Erik Haagensen at Backstage: Through the magic of Peter Flaherty’s video design, imaginatively integrated with Beowulf Borritt’s gorgeous abstract set based on rectangular shapes suggestive of Scrabble tiles, “Sondheim” engages and entrances as much through the songwriter’s chatty, intimate patter as through the top-drawer performances of the gifted eight-person cast. The resulting show is wise, warm, witty, and entirely wonderful…. What makes the show special is Sondheim’s running conversation with us. Even if you know the anecdotes and analyses, it’s great fun to get them from the horse’s mouth.
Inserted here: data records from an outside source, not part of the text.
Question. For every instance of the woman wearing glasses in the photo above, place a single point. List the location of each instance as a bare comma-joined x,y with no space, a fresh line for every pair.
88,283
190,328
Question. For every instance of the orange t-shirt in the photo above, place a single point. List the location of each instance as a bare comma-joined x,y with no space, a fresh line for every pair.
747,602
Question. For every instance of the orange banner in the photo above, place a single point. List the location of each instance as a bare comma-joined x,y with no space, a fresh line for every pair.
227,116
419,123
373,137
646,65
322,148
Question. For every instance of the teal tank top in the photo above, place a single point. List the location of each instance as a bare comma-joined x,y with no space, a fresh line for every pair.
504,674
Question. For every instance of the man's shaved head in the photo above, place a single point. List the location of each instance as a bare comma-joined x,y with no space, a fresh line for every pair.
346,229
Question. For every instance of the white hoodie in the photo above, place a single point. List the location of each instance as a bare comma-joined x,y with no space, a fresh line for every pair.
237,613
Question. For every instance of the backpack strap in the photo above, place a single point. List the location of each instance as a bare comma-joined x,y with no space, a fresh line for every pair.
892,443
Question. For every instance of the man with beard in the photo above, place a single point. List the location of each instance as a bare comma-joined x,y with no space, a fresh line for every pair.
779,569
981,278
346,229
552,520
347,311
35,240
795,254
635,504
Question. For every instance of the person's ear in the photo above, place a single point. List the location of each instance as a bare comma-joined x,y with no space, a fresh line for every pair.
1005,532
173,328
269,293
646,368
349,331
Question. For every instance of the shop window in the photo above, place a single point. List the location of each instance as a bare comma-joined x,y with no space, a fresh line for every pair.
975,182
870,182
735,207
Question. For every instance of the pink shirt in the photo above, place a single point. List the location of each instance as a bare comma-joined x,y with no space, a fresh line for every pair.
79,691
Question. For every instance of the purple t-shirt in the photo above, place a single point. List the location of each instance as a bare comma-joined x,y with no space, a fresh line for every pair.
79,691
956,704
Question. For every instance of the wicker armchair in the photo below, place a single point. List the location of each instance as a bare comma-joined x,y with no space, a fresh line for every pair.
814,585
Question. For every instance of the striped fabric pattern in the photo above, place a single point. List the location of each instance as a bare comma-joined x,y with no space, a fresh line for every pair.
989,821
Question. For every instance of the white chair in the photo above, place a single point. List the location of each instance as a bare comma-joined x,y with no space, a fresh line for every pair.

John Simon at Bloomberg News: Sondheim on Sondheim, the revue put together by James Lapine from Stephen Sondheim’s songs, confirms enchantingly what we already know but can gladly bear such eloquent repeating of: that Sondheim is the best composer- lyricist we’ve got…. The “on Sondheim” aspect comes in, with frequent remarks on the songs and related matters — on his life and work — by the man himself, a genial commentator heard and seen on screen here at many ages and stages, from infancy to seemingly this very minute. The comments are charming, witty and often uncensored (especially concerning his manipulative mother, who was known as Foxy), a touch gossipy but always pertinent rather than impertinent, with neither false modesty nor genuine arrogance. And then there are the amazing visuals.
Michael Kuchwara at Associated Press: There are a lot of wonderful moments, some intensely personal, in Sondheim on Sondheim, the Roundabout Theatre Company’s revelatory revue celebrating Stephen Sondheim’s theatrical career…. Sondheim on Sondheim celebrates craft and collaboration. And just how much hard work goes into writing a musical…. And then there is the private Sondheim — much of the new video was shot in his East Side town house and we get a peek at where the creative process starts. Plus some rather extraordinary comments about his parents — particularly his mother — with whom he had, at best, a precarious, turbulent relationship.
Peter Filichia at Theater News Online: Sondheim only appears on film or video in this enchanting new revue cooked up by longtime collaborator James Lapine. But he’s so endearing in telling stories about how he works and why some shows went right and some didn’t. Sondheim also takes the time to tell a real howler about Ethel Merman. He delivers it with the style of a great raconteur and the timing of an expert comedian. That musical theater practitioners are rabid to sing Sondheim is certainly apparent here. No other Broadway show has a cast with such disparate backgrounds…. Sondheim does not just appear on one full movie screen. Beowulf Boritt has designed 35 mini-screens that form a single unit, or split into many complicated configurations. It’s a fitting metaphor for both the work of Stephen Sondheim and the man himself.